Dashboard

Learn faster. Build smarter.

Back to Comparisons
Observability

Push vs Pull Monitoring

Compare telemetry collection models where the monitoring system scrapes targets versus targets sending data outward.

Observability

Pull Monitoring

Pull monitoring means the monitoring system collects telemetry by scraping or requesting data from targets on a schedule. Prometheus is the classic example of this model.

Observability

Push Monitoring

Push monitoring means applications, agents, or services send telemetry outward to a central system. This model is common in managed observability platforms and certain runtime environments.

Key Differences

Pull monitoring fetches telemetry from targets, while push monitoring sends telemetry from targets to the monitoring backend.

Pull makes target discovery and scrape control central, while push gives data producers more direct delivery responsibility.

Pull is well suited to stable services and service discovery patterns, while push is often better for short-lived jobs or constrained environments.

Pull systems naturally observe scrape success and target availability, while push systems may need separate health signaling.

Push can be simpler in environments where central scraping is difficult, while pull is often easier to control consistently in platform environments.

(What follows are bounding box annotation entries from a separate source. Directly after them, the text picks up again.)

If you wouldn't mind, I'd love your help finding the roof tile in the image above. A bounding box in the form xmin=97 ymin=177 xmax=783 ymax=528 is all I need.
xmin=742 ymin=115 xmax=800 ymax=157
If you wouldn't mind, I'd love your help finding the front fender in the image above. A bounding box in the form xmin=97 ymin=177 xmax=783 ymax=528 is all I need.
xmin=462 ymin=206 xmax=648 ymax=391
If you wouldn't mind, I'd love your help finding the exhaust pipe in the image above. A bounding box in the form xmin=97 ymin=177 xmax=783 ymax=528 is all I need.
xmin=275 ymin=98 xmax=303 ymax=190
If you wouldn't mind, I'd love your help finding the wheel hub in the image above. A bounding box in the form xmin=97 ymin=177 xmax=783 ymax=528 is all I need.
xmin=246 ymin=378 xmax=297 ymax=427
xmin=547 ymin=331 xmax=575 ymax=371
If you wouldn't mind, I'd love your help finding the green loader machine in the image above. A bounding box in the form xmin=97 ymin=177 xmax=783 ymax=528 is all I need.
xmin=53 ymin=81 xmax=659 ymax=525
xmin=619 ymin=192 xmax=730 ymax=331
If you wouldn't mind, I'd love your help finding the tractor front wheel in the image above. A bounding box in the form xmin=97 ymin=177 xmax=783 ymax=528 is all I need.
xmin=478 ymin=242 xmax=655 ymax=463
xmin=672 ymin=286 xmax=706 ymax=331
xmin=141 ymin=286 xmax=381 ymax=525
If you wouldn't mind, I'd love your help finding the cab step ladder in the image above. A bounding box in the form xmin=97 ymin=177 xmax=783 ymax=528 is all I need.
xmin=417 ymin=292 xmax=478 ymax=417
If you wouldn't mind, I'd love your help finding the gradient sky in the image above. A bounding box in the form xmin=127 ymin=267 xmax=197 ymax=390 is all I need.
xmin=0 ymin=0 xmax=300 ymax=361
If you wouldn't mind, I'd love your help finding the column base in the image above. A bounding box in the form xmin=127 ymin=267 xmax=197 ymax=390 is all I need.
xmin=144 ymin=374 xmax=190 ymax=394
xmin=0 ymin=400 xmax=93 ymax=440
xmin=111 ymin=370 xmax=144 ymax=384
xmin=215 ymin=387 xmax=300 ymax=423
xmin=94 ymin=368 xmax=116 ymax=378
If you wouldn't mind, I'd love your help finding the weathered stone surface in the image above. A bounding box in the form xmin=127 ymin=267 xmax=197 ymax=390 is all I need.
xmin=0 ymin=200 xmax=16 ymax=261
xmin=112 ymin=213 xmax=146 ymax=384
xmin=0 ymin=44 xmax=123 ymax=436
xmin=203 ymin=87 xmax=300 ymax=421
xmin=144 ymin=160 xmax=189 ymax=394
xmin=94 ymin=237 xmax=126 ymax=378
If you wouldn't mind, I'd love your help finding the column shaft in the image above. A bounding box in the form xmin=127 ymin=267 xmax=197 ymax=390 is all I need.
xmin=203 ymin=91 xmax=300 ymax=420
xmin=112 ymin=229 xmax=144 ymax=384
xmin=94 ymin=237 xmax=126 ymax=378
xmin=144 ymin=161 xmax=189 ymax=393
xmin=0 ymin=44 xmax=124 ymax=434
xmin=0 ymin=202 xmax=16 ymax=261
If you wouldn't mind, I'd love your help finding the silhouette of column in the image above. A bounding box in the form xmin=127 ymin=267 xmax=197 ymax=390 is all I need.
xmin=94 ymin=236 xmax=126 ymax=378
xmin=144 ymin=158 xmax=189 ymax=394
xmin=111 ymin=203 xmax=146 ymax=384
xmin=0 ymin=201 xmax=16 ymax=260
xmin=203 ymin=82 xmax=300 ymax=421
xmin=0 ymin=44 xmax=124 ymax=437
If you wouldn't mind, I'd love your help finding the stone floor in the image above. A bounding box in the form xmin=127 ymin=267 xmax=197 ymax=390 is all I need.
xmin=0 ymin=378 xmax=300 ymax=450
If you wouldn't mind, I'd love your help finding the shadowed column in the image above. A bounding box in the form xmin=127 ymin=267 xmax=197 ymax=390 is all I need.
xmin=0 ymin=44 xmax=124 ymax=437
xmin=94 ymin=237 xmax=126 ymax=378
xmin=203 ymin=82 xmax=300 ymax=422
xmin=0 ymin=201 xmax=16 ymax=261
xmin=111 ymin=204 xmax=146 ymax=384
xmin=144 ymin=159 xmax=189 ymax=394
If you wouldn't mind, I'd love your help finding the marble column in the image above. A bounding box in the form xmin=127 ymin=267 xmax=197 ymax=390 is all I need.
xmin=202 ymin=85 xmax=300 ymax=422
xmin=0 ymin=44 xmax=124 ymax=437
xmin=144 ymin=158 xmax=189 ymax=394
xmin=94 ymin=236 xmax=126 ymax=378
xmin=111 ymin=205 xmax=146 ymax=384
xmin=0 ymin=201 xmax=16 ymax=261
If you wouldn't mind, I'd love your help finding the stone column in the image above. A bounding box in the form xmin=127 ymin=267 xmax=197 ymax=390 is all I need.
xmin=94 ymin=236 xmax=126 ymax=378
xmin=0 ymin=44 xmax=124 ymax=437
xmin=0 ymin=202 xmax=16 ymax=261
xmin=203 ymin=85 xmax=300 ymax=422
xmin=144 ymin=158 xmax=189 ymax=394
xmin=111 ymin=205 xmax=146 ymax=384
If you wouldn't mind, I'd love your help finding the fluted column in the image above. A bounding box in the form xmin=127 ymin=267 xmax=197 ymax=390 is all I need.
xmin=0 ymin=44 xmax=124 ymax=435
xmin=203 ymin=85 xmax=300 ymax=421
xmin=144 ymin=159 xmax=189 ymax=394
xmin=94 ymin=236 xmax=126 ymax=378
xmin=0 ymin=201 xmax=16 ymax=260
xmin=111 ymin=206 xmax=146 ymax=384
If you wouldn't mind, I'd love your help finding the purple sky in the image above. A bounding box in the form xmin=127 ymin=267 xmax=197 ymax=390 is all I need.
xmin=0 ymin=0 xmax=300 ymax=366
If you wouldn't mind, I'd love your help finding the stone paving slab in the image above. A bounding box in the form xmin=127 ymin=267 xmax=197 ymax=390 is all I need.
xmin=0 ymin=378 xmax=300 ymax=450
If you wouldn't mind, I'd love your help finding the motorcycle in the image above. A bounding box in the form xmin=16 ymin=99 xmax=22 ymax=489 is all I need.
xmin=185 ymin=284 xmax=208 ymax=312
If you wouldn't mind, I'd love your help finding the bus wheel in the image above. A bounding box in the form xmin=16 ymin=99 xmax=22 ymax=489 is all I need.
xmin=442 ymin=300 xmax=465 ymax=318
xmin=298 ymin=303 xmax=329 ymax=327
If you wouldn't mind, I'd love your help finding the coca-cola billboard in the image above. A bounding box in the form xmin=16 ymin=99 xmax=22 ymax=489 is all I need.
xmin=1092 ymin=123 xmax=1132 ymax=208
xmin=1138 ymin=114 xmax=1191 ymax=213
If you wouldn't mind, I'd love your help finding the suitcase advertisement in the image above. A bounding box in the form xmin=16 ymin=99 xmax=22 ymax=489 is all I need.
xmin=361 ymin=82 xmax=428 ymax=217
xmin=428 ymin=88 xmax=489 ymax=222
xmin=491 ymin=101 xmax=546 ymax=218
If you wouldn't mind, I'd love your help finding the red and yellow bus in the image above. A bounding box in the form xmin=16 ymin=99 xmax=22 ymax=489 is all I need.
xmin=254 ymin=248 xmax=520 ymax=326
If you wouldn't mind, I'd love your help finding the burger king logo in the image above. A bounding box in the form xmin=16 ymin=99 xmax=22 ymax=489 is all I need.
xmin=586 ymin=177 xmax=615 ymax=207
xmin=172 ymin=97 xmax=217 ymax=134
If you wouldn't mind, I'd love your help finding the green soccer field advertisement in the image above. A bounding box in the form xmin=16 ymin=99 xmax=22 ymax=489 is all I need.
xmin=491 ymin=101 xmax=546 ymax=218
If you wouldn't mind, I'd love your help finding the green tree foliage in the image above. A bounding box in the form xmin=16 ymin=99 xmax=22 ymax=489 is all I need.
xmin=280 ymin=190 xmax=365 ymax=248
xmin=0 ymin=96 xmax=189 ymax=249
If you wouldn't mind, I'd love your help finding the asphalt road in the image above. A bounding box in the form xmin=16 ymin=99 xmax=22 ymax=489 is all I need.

Neither model is universally better; the right choice depends on target lifecycle, network topology, and operational design.

When to Use

When to use Pull Monitoring

Use pull monitoring when you have discoverable long-running targets, centralized scrape control, and a platform environment where periodic scraping is easy and reliable.

When to use Push Monitoring

Use push monitoring when dealing with short-lived jobs, restricted network paths, edge environments, or systems that cannot easily be scraped from a central collector.

Tradeoffs

Pull simplifies centralized collection control, but can be harder for short-lived or hidden targets.

Push is flexible for dynamic or constrained environments, but can complicate lifecycle handling and data consistency.

The best model depends more on environment and system behavior than on abstract tool preference.

Common Mistakes

Forcing pull collection onto short-lived jobs that disappear before they can be scraped.

Choosing push everywhere without considering operational visibility of target health.

Assuming one model is always best regardless of runtime environment.

Interview Tip

A good short answer is: pull means the monitoring system scrapes targets, push means targets send telemetry outward themselves.